Let’s be clear, omnichannel marketing is a godsend for brands because it allows ultimate flexibility to pursue the optimised, targeted strategies which will help them to meaningfully connect the brand to consumers in a myriad of ways.

Retail analysis (McKinseyreveals that omnichannel customers shop 1.7 times more than single-channel shoppers – and they spend more, too. In the future of retail, an ever-increasing portion of customers loyal to a brand will be hitting all the different channels and touchpoints that a brand or retailer has in play.

In short, omnichannel (when done right) is a proven driver of engagement and sales. However, with a plethora of platforms and touchpoints available to brands, from physical to social and even the metaverse, brands are coming to grips with their now escalated responsibility to interrogate their own efficacy and to investigate the right approach to integration, lest they see their footprint and profits dwindle as the result of being overly gluttonous. 

The biggest risk they face is blundering on messaging in the first place. I’ve seen one too many brands jump at the latest platform, betting on the skyrocketing popularity and widespread adoption of the platform itself, on which they rush to place a half-baked, half-developed brand message. Although the outcome may seem predictable to onlookers, those behind the decision are nonetheless bewildered by the fact their campaign fell short of the engagement and sales they had once been so sure of.

The swank and glitter of the latest, greatest omnichannel option can only carry a campaign in a small minority of cases. For the vast majority of brands, there’s simply no way to circumvent the must-haves of a water-tight brand profile: strong design architecture and strong storytelling. 

So, how do you stick the landing? How do you ensure spot-on storytelling and design? Organising an all-star team of experienced storytellers, who live and breathe individual briefs (and don’t do things by rote) is a good start.

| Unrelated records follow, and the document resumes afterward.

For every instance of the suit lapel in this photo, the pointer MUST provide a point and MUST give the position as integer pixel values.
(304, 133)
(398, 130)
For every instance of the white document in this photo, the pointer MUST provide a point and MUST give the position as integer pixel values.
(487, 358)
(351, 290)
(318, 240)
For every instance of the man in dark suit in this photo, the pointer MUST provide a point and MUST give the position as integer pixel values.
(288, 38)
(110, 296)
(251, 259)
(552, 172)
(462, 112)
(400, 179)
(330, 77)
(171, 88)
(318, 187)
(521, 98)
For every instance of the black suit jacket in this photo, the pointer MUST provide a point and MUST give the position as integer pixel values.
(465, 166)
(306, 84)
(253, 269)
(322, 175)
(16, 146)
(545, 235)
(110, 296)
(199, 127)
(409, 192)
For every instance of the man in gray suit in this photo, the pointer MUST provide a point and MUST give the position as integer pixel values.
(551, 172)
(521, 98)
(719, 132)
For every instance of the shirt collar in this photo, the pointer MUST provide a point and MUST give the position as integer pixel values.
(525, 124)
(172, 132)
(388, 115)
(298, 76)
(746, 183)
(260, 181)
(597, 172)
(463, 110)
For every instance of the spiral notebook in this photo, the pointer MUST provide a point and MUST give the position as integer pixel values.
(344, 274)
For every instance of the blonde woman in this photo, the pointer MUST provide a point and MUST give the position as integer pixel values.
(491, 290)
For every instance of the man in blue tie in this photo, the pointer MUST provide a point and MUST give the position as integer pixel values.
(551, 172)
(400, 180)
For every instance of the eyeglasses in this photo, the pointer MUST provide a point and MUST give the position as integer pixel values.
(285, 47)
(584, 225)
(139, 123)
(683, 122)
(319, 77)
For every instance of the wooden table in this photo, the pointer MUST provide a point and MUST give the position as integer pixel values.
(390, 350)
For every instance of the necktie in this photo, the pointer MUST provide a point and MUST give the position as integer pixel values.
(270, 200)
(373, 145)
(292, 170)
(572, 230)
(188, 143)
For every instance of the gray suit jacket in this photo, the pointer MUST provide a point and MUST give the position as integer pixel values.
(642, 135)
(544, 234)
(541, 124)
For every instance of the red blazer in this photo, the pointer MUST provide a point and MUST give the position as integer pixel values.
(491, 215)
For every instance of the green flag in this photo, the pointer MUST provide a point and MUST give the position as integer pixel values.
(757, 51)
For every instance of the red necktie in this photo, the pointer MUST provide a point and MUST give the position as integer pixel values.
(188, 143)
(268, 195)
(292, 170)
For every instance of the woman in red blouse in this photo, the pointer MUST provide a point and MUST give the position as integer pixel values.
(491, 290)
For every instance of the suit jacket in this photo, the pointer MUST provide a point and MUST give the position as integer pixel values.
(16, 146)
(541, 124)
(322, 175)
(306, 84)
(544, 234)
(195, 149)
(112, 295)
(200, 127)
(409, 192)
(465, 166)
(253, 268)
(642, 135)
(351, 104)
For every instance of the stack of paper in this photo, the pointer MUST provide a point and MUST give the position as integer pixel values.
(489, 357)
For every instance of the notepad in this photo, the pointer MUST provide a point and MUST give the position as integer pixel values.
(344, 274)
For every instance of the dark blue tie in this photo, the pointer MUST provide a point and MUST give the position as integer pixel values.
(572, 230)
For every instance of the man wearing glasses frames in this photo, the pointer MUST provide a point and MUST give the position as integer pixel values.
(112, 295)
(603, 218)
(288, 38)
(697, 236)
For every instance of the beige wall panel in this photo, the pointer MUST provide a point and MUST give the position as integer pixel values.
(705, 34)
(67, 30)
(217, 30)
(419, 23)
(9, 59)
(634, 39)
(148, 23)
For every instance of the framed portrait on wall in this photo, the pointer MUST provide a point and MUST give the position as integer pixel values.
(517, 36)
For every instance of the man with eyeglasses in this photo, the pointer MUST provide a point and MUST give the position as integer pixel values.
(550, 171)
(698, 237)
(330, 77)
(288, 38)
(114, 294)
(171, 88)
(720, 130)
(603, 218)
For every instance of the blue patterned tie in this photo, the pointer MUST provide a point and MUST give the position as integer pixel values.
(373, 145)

Stories are not only told with words. The physical interaction between customer and product in store is a key touchpoint for evoking emotional responses, but it’s integral that this moment of connection happens organically when the product isn’t sitting in someone’s hands. For online channels, visual storytelling is paramount. Photography and videography, done well, can speak volumes; allowing a brand’s personality to shine, demonstrating quality, evoking emotional responses in the viewer, and creating real-life scenarios in which they can mentally place themselves. Whether it’s the vibrant, joyful colours of fresh vegetables or the tantalising creep of caramel down the side of a steaming hot pudding, visuals speak volumes to customers.

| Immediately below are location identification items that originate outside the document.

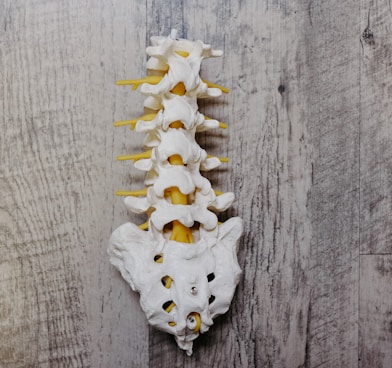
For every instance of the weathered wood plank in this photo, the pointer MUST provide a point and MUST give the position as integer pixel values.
(331, 75)
(62, 304)
(270, 173)
(375, 311)
(376, 128)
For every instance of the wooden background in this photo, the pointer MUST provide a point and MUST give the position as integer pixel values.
(310, 142)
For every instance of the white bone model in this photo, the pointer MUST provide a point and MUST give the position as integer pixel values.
(182, 261)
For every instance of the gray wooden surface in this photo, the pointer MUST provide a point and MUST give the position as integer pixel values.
(310, 143)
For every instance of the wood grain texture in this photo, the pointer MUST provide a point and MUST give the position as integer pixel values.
(309, 142)
(376, 129)
(376, 311)
(332, 77)
(265, 111)
(58, 304)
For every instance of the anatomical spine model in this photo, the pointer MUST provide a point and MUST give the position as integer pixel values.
(181, 261)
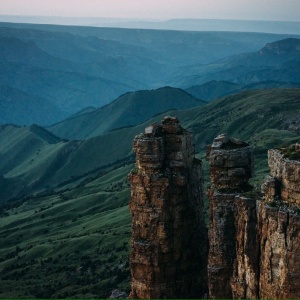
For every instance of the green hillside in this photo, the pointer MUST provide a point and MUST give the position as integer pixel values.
(128, 110)
(76, 67)
(71, 239)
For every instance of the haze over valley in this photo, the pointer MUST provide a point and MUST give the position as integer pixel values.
(72, 99)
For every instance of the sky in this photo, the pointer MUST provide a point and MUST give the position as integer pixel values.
(277, 10)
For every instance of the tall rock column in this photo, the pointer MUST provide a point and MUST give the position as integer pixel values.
(168, 255)
(279, 226)
(232, 258)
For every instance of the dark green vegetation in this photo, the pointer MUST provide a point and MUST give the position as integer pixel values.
(63, 69)
(128, 110)
(214, 89)
(68, 235)
(64, 218)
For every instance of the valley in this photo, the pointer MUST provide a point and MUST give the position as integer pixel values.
(72, 100)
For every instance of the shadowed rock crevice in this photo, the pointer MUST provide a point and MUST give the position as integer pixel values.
(253, 239)
(169, 238)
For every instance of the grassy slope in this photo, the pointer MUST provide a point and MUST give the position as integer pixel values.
(74, 242)
(128, 110)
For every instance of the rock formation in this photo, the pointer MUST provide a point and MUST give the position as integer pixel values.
(169, 239)
(253, 239)
(232, 258)
(254, 242)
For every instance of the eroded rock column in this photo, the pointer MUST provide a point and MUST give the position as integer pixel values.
(233, 247)
(169, 240)
(279, 226)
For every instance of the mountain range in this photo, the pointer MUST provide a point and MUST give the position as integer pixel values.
(72, 100)
(68, 68)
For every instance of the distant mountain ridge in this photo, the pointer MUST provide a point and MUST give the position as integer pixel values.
(267, 64)
(75, 67)
(35, 160)
(129, 109)
(215, 89)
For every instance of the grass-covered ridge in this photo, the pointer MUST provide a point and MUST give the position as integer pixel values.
(71, 239)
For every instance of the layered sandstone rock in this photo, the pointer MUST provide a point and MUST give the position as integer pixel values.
(279, 231)
(279, 228)
(169, 242)
(287, 173)
(233, 247)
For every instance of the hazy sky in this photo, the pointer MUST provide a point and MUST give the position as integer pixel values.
(286, 10)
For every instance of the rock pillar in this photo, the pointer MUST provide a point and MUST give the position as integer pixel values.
(232, 258)
(279, 226)
(169, 240)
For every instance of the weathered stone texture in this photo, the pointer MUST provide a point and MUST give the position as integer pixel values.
(287, 173)
(232, 258)
(169, 241)
(230, 163)
(280, 253)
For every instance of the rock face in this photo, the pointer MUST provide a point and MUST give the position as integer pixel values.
(254, 243)
(232, 258)
(253, 238)
(168, 256)
(279, 227)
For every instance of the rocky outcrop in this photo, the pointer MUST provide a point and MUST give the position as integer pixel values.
(232, 258)
(169, 240)
(279, 226)
(253, 238)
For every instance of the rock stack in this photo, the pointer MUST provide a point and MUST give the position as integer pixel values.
(169, 239)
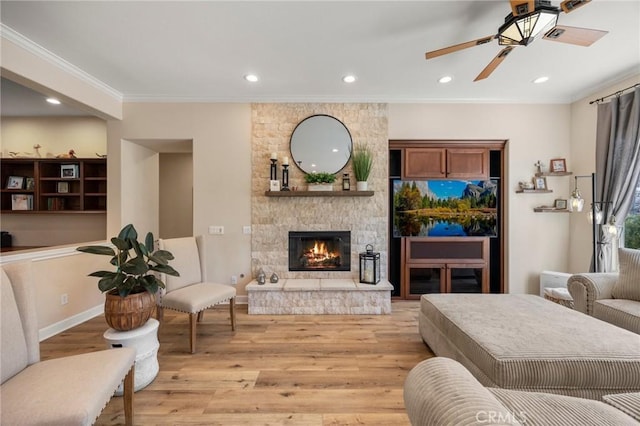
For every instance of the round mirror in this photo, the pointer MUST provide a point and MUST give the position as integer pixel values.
(321, 143)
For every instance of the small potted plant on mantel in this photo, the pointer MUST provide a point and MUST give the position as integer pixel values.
(361, 162)
(320, 181)
(131, 288)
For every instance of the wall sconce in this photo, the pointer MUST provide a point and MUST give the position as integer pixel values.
(369, 266)
(576, 202)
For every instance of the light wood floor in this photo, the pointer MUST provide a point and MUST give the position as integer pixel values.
(274, 369)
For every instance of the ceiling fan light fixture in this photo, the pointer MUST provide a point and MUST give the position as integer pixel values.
(523, 29)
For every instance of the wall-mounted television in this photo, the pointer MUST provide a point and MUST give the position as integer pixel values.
(445, 208)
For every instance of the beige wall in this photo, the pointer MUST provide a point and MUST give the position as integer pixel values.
(221, 135)
(583, 148)
(535, 241)
(176, 195)
(86, 136)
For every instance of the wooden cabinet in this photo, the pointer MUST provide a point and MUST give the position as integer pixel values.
(55, 185)
(445, 265)
(421, 163)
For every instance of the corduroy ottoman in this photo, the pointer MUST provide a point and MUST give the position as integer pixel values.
(525, 342)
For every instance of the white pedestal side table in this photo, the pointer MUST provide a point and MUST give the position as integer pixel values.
(145, 341)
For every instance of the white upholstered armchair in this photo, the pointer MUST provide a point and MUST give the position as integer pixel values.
(64, 391)
(189, 292)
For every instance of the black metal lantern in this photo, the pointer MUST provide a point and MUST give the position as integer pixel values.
(369, 266)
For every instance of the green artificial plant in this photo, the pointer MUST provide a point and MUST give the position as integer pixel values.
(320, 177)
(134, 271)
(361, 162)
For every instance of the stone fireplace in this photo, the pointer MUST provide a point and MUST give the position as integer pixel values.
(273, 218)
(320, 251)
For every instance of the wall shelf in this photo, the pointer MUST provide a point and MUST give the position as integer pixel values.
(318, 193)
(533, 191)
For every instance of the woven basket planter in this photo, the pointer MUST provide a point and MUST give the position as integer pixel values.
(128, 313)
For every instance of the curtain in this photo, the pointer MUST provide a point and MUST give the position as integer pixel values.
(617, 166)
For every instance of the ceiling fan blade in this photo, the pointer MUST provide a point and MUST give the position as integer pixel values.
(451, 49)
(521, 7)
(574, 35)
(494, 63)
(571, 5)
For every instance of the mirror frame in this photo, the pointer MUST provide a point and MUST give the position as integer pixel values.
(311, 141)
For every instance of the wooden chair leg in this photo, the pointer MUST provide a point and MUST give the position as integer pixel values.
(127, 396)
(232, 312)
(193, 317)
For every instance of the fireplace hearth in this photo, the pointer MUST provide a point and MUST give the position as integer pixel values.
(320, 251)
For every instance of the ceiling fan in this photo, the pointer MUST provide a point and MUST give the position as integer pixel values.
(527, 20)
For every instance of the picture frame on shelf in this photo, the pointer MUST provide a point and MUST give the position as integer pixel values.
(63, 187)
(558, 165)
(69, 171)
(15, 182)
(540, 183)
(560, 204)
(30, 184)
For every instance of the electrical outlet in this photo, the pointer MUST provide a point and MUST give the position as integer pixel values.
(216, 230)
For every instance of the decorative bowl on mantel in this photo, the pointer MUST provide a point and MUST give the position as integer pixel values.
(320, 187)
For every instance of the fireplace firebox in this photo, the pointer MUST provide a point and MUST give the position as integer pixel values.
(320, 251)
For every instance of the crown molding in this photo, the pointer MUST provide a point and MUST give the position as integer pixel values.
(18, 39)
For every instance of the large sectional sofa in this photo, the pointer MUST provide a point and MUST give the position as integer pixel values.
(440, 391)
(524, 342)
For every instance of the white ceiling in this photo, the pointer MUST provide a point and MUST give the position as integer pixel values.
(200, 51)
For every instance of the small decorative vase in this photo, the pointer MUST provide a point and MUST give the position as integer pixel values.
(262, 278)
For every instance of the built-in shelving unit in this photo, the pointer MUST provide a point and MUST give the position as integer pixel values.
(74, 185)
(318, 193)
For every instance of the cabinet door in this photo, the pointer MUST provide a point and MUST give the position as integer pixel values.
(424, 163)
(425, 279)
(468, 163)
(467, 278)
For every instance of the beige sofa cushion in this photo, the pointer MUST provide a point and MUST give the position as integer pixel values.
(15, 360)
(628, 285)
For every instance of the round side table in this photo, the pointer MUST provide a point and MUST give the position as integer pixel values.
(145, 341)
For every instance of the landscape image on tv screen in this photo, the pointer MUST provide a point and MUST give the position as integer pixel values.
(445, 208)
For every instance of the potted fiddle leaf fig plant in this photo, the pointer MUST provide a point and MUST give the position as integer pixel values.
(361, 162)
(320, 181)
(130, 289)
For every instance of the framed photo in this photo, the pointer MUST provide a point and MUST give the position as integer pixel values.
(540, 182)
(63, 187)
(15, 182)
(558, 165)
(69, 171)
(560, 204)
(30, 184)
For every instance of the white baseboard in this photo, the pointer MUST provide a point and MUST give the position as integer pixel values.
(67, 323)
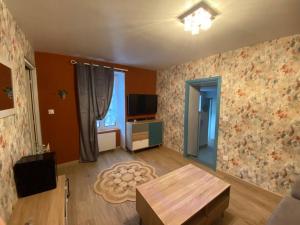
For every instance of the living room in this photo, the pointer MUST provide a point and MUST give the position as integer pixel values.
(160, 112)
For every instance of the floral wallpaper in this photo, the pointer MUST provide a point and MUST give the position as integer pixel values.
(259, 127)
(15, 140)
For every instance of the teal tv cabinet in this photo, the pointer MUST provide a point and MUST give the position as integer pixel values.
(144, 134)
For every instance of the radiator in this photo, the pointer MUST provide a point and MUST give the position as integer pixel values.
(107, 141)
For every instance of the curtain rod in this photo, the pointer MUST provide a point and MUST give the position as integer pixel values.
(114, 68)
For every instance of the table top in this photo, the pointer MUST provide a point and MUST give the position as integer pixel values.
(46, 208)
(180, 194)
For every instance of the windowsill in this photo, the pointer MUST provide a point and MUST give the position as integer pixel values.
(107, 129)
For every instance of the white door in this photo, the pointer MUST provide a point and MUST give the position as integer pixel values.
(193, 118)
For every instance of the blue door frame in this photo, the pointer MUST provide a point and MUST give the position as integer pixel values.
(202, 83)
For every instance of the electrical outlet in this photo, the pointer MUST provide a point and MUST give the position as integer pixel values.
(51, 111)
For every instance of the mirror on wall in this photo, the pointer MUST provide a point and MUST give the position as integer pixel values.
(6, 90)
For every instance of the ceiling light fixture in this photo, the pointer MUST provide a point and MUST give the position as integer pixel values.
(198, 17)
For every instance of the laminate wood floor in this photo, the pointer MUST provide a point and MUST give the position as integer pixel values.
(249, 205)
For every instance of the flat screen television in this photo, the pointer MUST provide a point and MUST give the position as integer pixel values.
(140, 104)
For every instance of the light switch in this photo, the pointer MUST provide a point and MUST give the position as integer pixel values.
(225, 157)
(51, 111)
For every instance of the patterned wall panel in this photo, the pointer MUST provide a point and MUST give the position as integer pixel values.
(259, 117)
(14, 130)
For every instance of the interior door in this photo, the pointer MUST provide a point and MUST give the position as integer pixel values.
(204, 118)
(193, 115)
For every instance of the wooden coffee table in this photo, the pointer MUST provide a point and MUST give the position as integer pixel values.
(188, 195)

In all cases, strong storytelling isn’t just a ‘nice to have’, since it functions as a backbone to omnichannel offshoots. This is particularly true because of the consistency needed across channels to make omnichannel marketing effective in the first place. 

Across the omnichannel mix, brands must deliver consistent messaging whilst tailoring the content for each. Aligning at every touchpoint will increase their capacity to shape the first impressions for new acquisitions and increase familiarity with returning customers.

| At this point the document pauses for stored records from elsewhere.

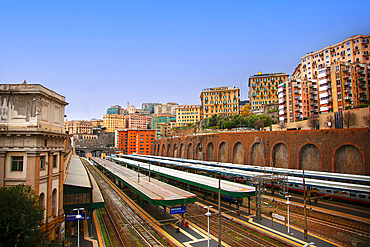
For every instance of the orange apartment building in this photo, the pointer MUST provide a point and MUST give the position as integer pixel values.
(353, 50)
(332, 79)
(187, 114)
(264, 88)
(222, 101)
(129, 141)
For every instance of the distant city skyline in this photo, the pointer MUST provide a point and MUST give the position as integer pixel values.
(100, 54)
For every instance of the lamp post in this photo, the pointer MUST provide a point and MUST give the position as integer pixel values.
(78, 216)
(307, 245)
(288, 203)
(208, 214)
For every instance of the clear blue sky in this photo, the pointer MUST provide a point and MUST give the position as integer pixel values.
(103, 53)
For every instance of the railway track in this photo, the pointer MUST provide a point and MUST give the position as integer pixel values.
(132, 229)
(231, 233)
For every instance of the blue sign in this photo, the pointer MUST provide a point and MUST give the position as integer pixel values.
(178, 210)
(72, 217)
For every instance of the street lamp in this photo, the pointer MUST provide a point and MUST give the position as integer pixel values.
(78, 216)
(208, 214)
(288, 203)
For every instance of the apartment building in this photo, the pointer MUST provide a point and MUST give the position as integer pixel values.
(32, 148)
(116, 109)
(114, 121)
(136, 121)
(264, 88)
(298, 99)
(352, 50)
(79, 127)
(169, 108)
(129, 141)
(224, 101)
(187, 114)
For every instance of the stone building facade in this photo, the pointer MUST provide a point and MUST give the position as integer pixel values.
(32, 147)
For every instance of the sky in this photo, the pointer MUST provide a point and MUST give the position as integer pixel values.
(102, 53)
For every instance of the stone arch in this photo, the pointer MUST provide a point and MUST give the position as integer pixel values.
(348, 159)
(190, 151)
(210, 152)
(223, 153)
(199, 152)
(280, 156)
(257, 154)
(175, 151)
(238, 153)
(163, 149)
(169, 150)
(54, 205)
(182, 151)
(309, 158)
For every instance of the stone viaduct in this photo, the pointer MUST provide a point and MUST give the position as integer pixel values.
(329, 150)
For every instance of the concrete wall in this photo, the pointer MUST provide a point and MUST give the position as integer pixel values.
(330, 150)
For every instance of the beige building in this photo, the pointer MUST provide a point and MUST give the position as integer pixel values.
(264, 89)
(187, 114)
(113, 121)
(222, 101)
(32, 147)
(353, 50)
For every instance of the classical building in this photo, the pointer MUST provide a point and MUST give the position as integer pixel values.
(222, 101)
(352, 50)
(187, 114)
(129, 141)
(264, 89)
(32, 147)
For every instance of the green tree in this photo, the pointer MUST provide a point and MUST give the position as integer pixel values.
(20, 217)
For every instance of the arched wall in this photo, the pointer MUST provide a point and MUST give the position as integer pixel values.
(340, 150)
(223, 153)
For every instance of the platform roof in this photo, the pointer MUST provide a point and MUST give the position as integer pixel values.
(79, 180)
(208, 183)
(156, 192)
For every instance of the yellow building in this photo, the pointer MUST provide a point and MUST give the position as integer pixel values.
(113, 122)
(264, 89)
(353, 50)
(222, 101)
(187, 114)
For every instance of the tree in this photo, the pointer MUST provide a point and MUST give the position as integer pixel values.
(349, 119)
(313, 122)
(20, 221)
(246, 111)
(366, 119)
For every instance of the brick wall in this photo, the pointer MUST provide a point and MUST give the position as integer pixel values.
(330, 150)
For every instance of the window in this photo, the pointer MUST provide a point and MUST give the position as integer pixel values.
(55, 161)
(17, 163)
(42, 162)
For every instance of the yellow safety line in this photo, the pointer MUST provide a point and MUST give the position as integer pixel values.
(98, 230)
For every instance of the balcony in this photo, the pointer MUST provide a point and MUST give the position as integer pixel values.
(362, 85)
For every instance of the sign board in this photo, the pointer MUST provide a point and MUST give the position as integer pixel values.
(178, 210)
(279, 217)
(72, 217)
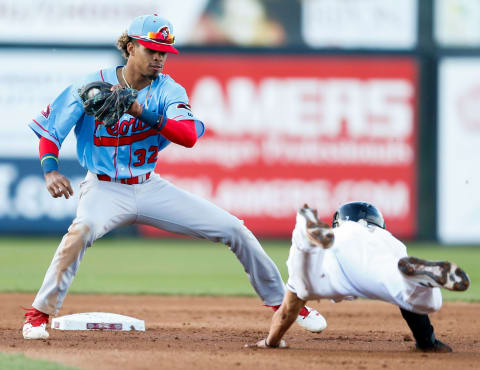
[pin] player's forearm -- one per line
(284, 318)
(48, 152)
(178, 132)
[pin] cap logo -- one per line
(162, 36)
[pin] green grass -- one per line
(20, 362)
(184, 267)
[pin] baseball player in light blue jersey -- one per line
(120, 187)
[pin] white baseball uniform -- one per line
(362, 262)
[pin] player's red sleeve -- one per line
(47, 147)
(180, 132)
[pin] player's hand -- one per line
(58, 185)
(135, 109)
(263, 344)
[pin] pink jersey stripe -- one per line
(123, 140)
(48, 132)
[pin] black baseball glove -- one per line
(105, 105)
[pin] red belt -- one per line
(129, 181)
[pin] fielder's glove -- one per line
(105, 105)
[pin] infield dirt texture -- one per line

Storytelling is therefore the keystone which supports the consistent delivery of messaging and tone across the omnichannel landscape; in turn this supports a better overall customer experience. 

Omnichannel is about one thing only

What’s important for brands to remember is that the omnichannel buffet – as good as it looks – isn’t for you! The strength of omnichannel is the flexibility and convenience it provides the customer to interact with brands on their terms. 

Built around their needs, an omnichannel approach should aim to cover all the bases equally – being ubiquitous without being repetitive, being consistent without being boring. From the customer’s perspective, all touchpoints of a brand should appear to blend effortlessly (although of course brands understand that the reality is much more complex). 

Because omnichannel is by nature customer-centric, to get the most out of it, brands need to understand their customers to the greatest extent possible. Brands need to interrogate their own efficacy and thoroughly investigate when determining the right approach to take. 

Luckily, there are wide-ranging investigatory facilities and methodologies available for brands, from virtual focus groups to social listening to data analysis. 

The foundation of everything is understanding your customers, as this will give you the detailed insights needed to brief the design and comms teams with ease and confidence and to make the informed decision-making on the initial rounds of designs and storytelling, which will ensure you ultimately arrive at the most effective outcomes possible.